Menurut Makmun, nomor urut 2 bagi memiliki arti istimewa. Pertama, sebagai simbol perdamaian (Victory), yakni berkomitmen untuk melaksanakan Pilkada secara damai. Kami juga mengajak paslon lain dan timnya untuk melakukan hal serupa. 

 

"Kedua, nomor dua juga berarti nomor yang harus dicoblos. Sesuai urutan tata cara pemungutan suara, yakni pertama dibuka surat suara, kedua dicoblos, dan yang ketiga menutup atau melipat surat suara," ujarnya.

 

Kemudian, menurut Makmun, nomor 2 juga berarti melanjutkan capaian yang sudah dilakukan oleh pemimpin daerahnya. Bagaimanapun, dalam periode pemerintahan di bawah Bu Mirna, telah banyak kemajuan yang dicatakan. Hal ini perlu dilanjutkan dengan program-program yang lebih baik. 

 

"Adapun beberapa program unggulan kami, diantaranya, menyasar perbaikan tata kelola birokrasi dan penguatan pemerintahan desa, dengan mendorong pemdes yang akuntabel dan profesional, di lain pihak juga meningkatkan kesejahteraan bagi aparatur desa," terangnya.

 

Sementara itu menanggapi nomor urut 2 yang didapat pasangan calon Nurani, menurut Ibnu Mundhir Nadhir SH, Putera Menantu Abah Adib Pengasuh Pondok Pesantren Wasilatul Huda Tamangede Gemuh, nomor urut berapapun baginya itu bagus.

 

"Yang terpenting itu visi dan misi dari paslon itu bagus, bisa mengemban amanah dan bertujuan untuk mensejahterakan masyarakatnya, terutama masyarakat Kabupaten Kendal," jelas pria yang akrab disapa Gus Ibnu.

 

Dirinya secara terang-terangan mengaku secara pribadi mendukung dan siap memenangkan pasangan Ustadz Ali dab Yekti Handayani atau Nurani, karena visi dan misinya sesuai apa yang ia harapkan.

 

"Bu Ani bagaikan sosok Srikandi menurut pribadi saya.

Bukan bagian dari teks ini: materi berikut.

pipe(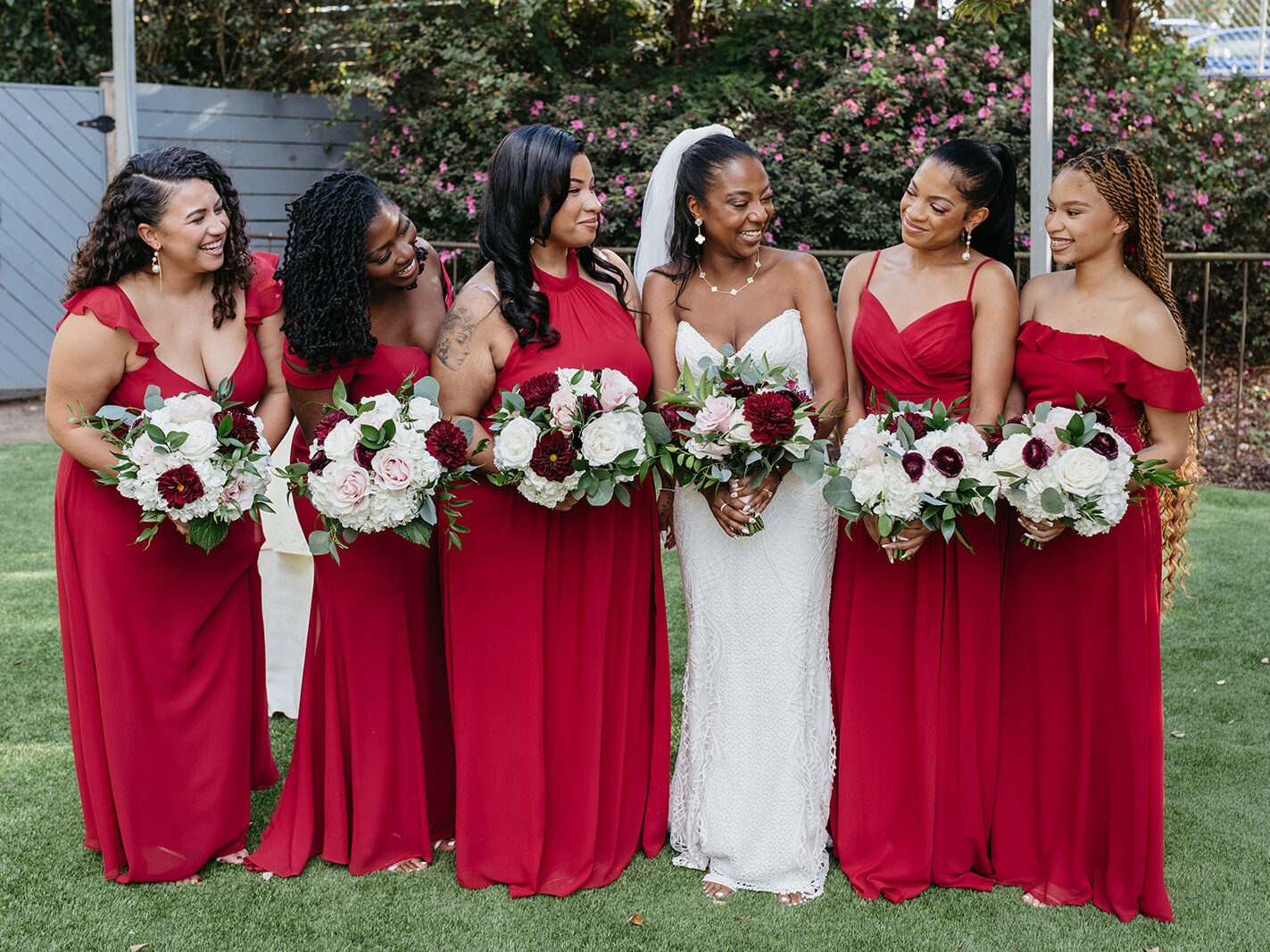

Dengan latar belakang guru, yang menjadi pelaku langsung di pendidikan, akan bisa mengangkat kesejahteraan Guru Tidak Tetap (GTT) di sekolah negeri dan juga tenaga pendidik di lembaga pendidikan swasta maupun yayasan," ungkapnya.

 

Gus Ibnu berharap, jika nanti Nurani memenangkan pilkada, kemudian menjadi bupati dan wakil bupati Kendal, dapat 

memberikan alokasi khusus dari APBD untuk pendidikan di pesantren dan jaminan kesehatan dengan menanggung sedikitnya 40 persen iuran jamkes dari warga berpenghasilan rendah.

 

"Selain itu, pemerataan pembagunan infrastruktur melanjutkan periode sebelumnya, diantaranya pengembangan kawasan sekitar pintu tol pegandon, sebagai pusat pertumbuhan ekonomi baru dan menopang konektivitas wilayah. Juga penanganan banjir dan rob dengan sistem polder," pungkasnya.